Was Reconstruction a success? Or was it a failure? Most students will want to give an on-the-one-hand but on-the-other-hand answer. To set up a class discussion, however, have students choose one or the other and prepare in writing three reasons for their choice. In class the instructor will be ready to offer refutations and alternatives as students are called on to state their views. The instructor will try to structure matters so that he or she will gradually withdraw, encouraging students themselves to carry on the argument. This discussion should serve to deepen students' understanding of the difficulty of the question. In addition to the text, students might read Seth M. Scheiner, editor, Reconstruction: A Tragic Era? (1978). This volume in the American Problems Series might be supplemented with selected chapters from Kenneth M. Stampp and Leon F. Litwack, editors, Reconstruction: An Anthology of Revisionist Writings (1969). See also Eric Foner, Reconstruction: America's Unfinished Revolution, 1863-1877 (1988).

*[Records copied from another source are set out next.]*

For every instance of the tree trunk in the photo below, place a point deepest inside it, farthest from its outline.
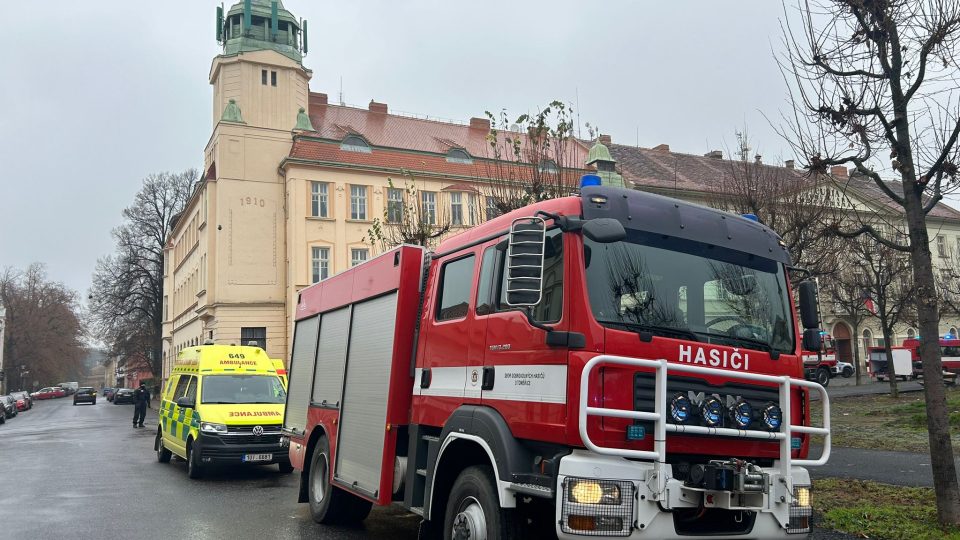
(941, 449)
(856, 351)
(891, 372)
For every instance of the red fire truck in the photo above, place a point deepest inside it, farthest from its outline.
(820, 367)
(611, 364)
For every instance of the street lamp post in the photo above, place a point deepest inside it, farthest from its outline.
(3, 321)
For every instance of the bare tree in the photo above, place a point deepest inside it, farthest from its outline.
(871, 76)
(416, 217)
(883, 274)
(126, 299)
(44, 330)
(794, 205)
(532, 158)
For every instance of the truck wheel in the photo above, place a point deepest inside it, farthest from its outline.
(194, 468)
(823, 376)
(163, 455)
(329, 504)
(473, 509)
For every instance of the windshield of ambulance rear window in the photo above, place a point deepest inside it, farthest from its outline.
(242, 389)
(689, 290)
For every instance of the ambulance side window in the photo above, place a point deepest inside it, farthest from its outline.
(181, 387)
(168, 392)
(192, 388)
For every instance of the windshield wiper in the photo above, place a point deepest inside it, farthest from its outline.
(664, 331)
(757, 344)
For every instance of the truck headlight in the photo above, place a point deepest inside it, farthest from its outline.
(210, 427)
(594, 492)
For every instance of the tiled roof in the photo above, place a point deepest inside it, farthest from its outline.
(395, 131)
(305, 148)
(665, 170)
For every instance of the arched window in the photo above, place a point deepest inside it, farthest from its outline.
(355, 143)
(459, 155)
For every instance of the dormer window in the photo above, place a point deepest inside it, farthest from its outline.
(459, 155)
(548, 166)
(355, 143)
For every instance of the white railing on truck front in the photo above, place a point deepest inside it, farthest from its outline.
(661, 426)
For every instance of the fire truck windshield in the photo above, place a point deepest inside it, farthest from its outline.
(689, 290)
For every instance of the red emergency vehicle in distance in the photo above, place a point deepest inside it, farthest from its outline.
(612, 364)
(949, 353)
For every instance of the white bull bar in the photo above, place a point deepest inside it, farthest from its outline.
(661, 427)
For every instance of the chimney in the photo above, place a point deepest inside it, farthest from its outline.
(480, 123)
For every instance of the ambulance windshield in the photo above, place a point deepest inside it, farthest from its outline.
(689, 290)
(242, 389)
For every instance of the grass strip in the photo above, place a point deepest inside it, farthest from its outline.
(882, 511)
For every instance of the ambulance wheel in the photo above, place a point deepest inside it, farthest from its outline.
(163, 455)
(823, 376)
(329, 504)
(194, 469)
(473, 509)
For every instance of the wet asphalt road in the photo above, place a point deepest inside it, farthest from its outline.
(83, 472)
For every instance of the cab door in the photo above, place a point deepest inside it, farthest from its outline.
(525, 379)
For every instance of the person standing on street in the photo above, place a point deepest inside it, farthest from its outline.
(141, 400)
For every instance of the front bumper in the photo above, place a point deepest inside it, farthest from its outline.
(221, 450)
(645, 513)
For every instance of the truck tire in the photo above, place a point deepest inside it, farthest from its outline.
(473, 509)
(823, 376)
(194, 468)
(163, 455)
(329, 504)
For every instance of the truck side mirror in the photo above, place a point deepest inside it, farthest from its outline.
(604, 230)
(808, 306)
(811, 339)
(525, 251)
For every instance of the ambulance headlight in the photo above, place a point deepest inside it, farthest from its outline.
(772, 417)
(680, 408)
(741, 413)
(711, 410)
(210, 427)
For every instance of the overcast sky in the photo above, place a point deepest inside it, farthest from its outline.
(97, 95)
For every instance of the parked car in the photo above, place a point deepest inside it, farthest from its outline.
(845, 369)
(24, 401)
(123, 395)
(9, 406)
(85, 394)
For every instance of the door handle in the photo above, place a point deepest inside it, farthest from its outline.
(489, 373)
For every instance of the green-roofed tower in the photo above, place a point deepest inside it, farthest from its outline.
(599, 157)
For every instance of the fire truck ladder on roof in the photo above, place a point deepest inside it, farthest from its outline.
(661, 426)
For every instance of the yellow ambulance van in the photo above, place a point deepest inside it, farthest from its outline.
(223, 405)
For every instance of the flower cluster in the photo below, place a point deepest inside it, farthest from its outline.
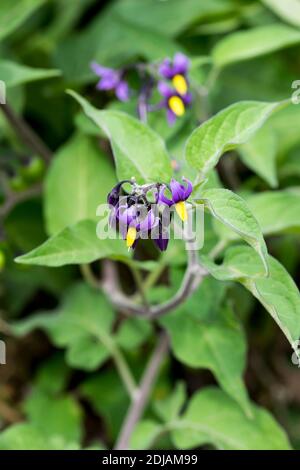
(136, 217)
(175, 87)
(170, 77)
(111, 79)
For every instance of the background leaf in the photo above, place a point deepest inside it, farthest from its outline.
(212, 417)
(224, 131)
(138, 151)
(232, 211)
(244, 45)
(289, 10)
(77, 244)
(78, 180)
(13, 15)
(259, 154)
(14, 74)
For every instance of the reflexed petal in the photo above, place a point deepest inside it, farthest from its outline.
(188, 189)
(180, 63)
(163, 199)
(108, 83)
(166, 69)
(176, 105)
(171, 117)
(131, 236)
(161, 243)
(122, 91)
(148, 223)
(177, 190)
(164, 89)
(181, 210)
(125, 215)
(100, 70)
(180, 84)
(187, 99)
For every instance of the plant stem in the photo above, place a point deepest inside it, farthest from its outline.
(217, 249)
(138, 405)
(26, 133)
(115, 352)
(89, 276)
(13, 198)
(140, 284)
(124, 370)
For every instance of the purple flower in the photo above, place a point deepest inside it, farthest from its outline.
(134, 222)
(176, 70)
(111, 79)
(113, 197)
(174, 102)
(162, 230)
(179, 194)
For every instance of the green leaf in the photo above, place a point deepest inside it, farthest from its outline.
(276, 211)
(82, 325)
(213, 418)
(279, 295)
(239, 262)
(145, 434)
(226, 130)
(77, 244)
(133, 332)
(12, 15)
(52, 375)
(169, 408)
(60, 417)
(138, 151)
(243, 45)
(232, 211)
(146, 13)
(289, 10)
(277, 292)
(26, 436)
(215, 343)
(14, 74)
(259, 154)
(105, 392)
(78, 180)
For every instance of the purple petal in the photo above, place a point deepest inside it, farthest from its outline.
(180, 63)
(100, 70)
(187, 98)
(108, 82)
(189, 188)
(171, 117)
(122, 91)
(163, 199)
(166, 69)
(125, 215)
(177, 190)
(164, 89)
(148, 223)
(161, 243)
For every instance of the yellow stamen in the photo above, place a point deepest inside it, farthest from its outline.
(181, 210)
(180, 84)
(177, 105)
(130, 237)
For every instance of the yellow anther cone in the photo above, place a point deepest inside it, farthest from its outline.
(181, 210)
(180, 84)
(177, 105)
(130, 237)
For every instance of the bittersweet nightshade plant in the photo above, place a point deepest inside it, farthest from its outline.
(166, 281)
(111, 79)
(134, 215)
(179, 194)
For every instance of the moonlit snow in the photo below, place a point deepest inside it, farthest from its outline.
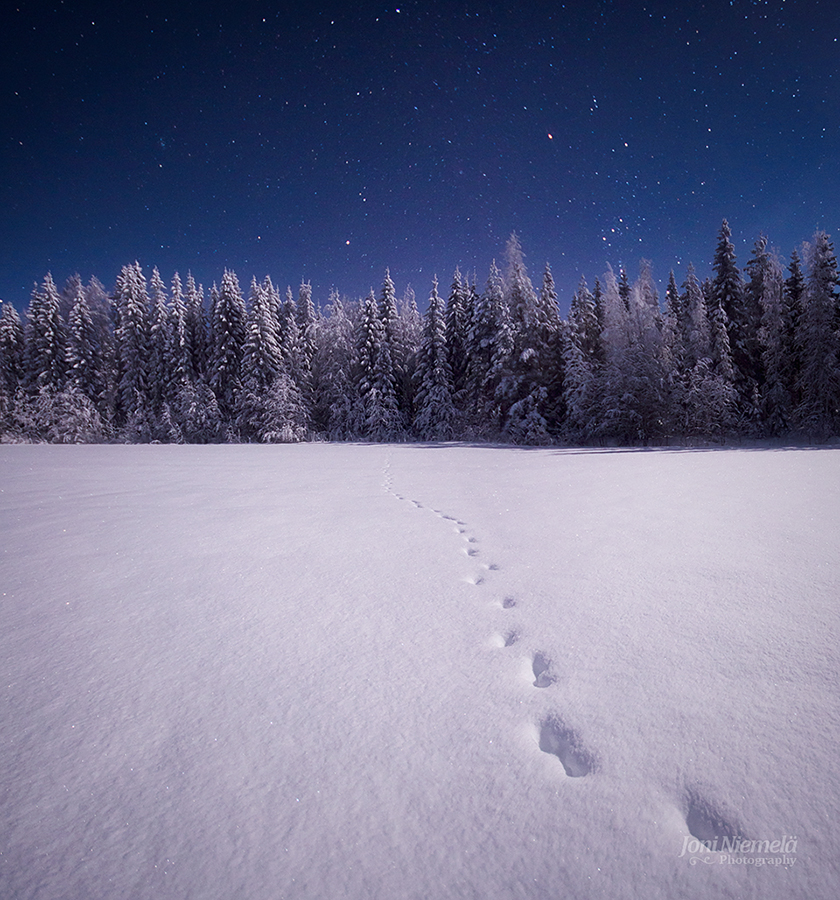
(365, 671)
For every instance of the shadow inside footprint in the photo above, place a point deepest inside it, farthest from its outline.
(542, 675)
(707, 823)
(560, 741)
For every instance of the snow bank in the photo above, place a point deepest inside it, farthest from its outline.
(323, 671)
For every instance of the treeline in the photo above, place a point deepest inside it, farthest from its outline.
(740, 354)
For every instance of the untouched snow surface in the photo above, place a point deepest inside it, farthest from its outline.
(335, 671)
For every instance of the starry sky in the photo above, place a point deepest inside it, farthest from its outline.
(327, 141)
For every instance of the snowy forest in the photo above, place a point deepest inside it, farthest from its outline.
(741, 354)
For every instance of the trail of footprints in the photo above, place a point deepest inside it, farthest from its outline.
(704, 820)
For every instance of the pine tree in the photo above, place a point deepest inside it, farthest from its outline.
(818, 412)
(436, 414)
(84, 358)
(45, 339)
(332, 368)
(791, 319)
(179, 351)
(196, 337)
(132, 303)
(456, 332)
(375, 375)
(160, 381)
(489, 348)
(11, 350)
(229, 331)
(728, 296)
(776, 405)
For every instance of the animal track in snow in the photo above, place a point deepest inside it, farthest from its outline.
(561, 741)
(542, 671)
(706, 822)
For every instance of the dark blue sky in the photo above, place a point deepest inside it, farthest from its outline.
(329, 142)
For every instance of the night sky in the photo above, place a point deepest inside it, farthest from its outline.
(325, 142)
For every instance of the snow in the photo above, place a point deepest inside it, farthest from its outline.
(365, 671)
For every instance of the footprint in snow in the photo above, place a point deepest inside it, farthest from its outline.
(542, 674)
(706, 822)
(557, 739)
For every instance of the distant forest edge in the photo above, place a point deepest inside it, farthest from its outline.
(740, 355)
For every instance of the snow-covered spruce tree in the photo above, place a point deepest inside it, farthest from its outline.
(375, 376)
(624, 287)
(332, 368)
(647, 365)
(583, 356)
(160, 381)
(776, 406)
(179, 352)
(229, 330)
(262, 363)
(489, 347)
(537, 366)
(286, 419)
(85, 365)
(197, 414)
(674, 356)
(714, 394)
(45, 340)
(134, 400)
(197, 337)
(791, 318)
(408, 336)
(456, 314)
(11, 368)
(305, 315)
(632, 384)
(291, 340)
(818, 412)
(11, 350)
(435, 412)
(616, 417)
(397, 352)
(729, 295)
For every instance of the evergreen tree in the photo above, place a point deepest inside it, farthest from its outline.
(179, 351)
(818, 412)
(132, 303)
(229, 331)
(332, 369)
(456, 332)
(776, 405)
(791, 318)
(729, 308)
(84, 358)
(435, 417)
(45, 340)
(11, 350)
(375, 377)
(490, 345)
(197, 338)
(159, 376)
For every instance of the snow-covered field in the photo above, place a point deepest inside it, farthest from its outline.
(337, 671)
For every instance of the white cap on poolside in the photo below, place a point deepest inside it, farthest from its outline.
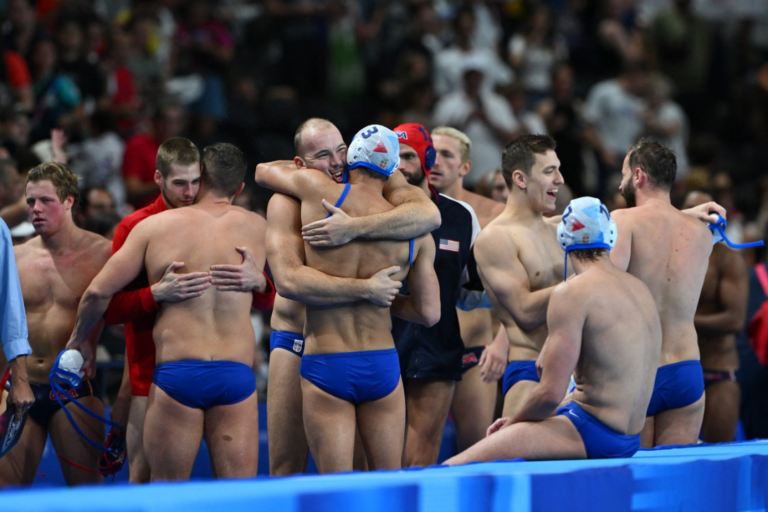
(586, 224)
(375, 147)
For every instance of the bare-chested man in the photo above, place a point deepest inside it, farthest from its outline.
(485, 355)
(319, 145)
(350, 371)
(520, 261)
(669, 251)
(603, 324)
(55, 268)
(203, 385)
(719, 317)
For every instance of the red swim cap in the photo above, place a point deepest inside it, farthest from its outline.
(417, 137)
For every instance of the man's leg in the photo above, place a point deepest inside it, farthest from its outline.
(516, 397)
(70, 445)
(552, 439)
(427, 403)
(287, 441)
(18, 467)
(474, 403)
(679, 426)
(134, 439)
(172, 435)
(330, 426)
(229, 433)
(721, 413)
(382, 429)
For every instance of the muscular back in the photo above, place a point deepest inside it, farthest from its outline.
(361, 325)
(620, 346)
(669, 253)
(531, 255)
(215, 325)
(52, 284)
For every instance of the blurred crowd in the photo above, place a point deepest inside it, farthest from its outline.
(101, 84)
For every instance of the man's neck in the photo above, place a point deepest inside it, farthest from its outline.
(58, 242)
(519, 208)
(648, 194)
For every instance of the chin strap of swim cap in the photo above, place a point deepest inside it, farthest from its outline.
(576, 247)
(720, 226)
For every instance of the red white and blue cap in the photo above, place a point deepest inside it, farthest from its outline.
(586, 224)
(375, 147)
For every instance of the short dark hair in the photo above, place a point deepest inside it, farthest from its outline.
(224, 168)
(62, 178)
(587, 254)
(520, 153)
(177, 150)
(656, 160)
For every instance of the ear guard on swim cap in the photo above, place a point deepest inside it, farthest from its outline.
(375, 147)
(586, 224)
(417, 137)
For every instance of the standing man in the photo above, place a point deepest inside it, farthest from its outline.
(13, 328)
(519, 259)
(603, 325)
(669, 251)
(430, 357)
(319, 145)
(178, 176)
(203, 384)
(485, 356)
(350, 372)
(55, 268)
(719, 318)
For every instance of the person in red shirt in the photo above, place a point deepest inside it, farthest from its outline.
(140, 151)
(177, 175)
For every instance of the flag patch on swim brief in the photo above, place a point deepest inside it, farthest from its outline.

When did Reconstruction end? The "tragic era" school of thought emphasized the length of oppression of the South. Current thinking may lean toward emphasis on Reconstruction's brevity. Part of the problem is defining what Reconstruction was, and the effort to do so can help students understand its nature more clearly. Social, political, military, and economic considerations make for complexity. Have students write a brief answer and discuss it in class.

Another way of understanding the nature of Reconstruction is through counterfactual hypothesis. Other nations have executed leaders of rebellions. Suppose that had happened in the United States. Other nations have seen emancipated slaves turn on their masters in an orgy of destruction. Suppose that had happened in the United States. Other nations have seen instances in which rebel bands, refusing to surrender, have taken to the mountains or the forests in the hope of raising a general revolt. Suppose that had happened extensively in the United States. Make assignments to the students from among the three possibilities. Have them write a brief description of what the South might have looked like at the time of President Hayes's inauguration in 1877. Students will use the text as a basic resource and may also consult John Hope Franklin, Reconstruction After the Civil War (second edition; 1994); Kenneth M. Stampp, The Era of Reconstruction, 1865-1877 (1965); and Leon F. Litwack, Been in the Storm So Long (1979).

Governmental and business corruption is a long and dishonorable tradition in the United States, with Reconstruction representing one of its high (or low) points. For reasons that are not clear, Americans are often offended most by governmental corruption and judge corrupt business activities less harshly. Similarly, but more understandably, today's corruption seems more offensive than yesterday's. Ask several students to collect a few samples of both business and governmental corruption from current magazines and newspapers and a few from the earlier accounts by Matthew Josephson, The Robber Barons: The Great American Capitalists, 1861-1901 (1934) and The Politicos, 1865-1896 (1938), or the more current account by Mark Wahlgren Summers, The Era of Good Stealings (1993). Ask them to report to the class, offering a judgment scale of one to ten for evildoing. The students should, as part of the exercise, define corruption and explain how they arrived at that definition.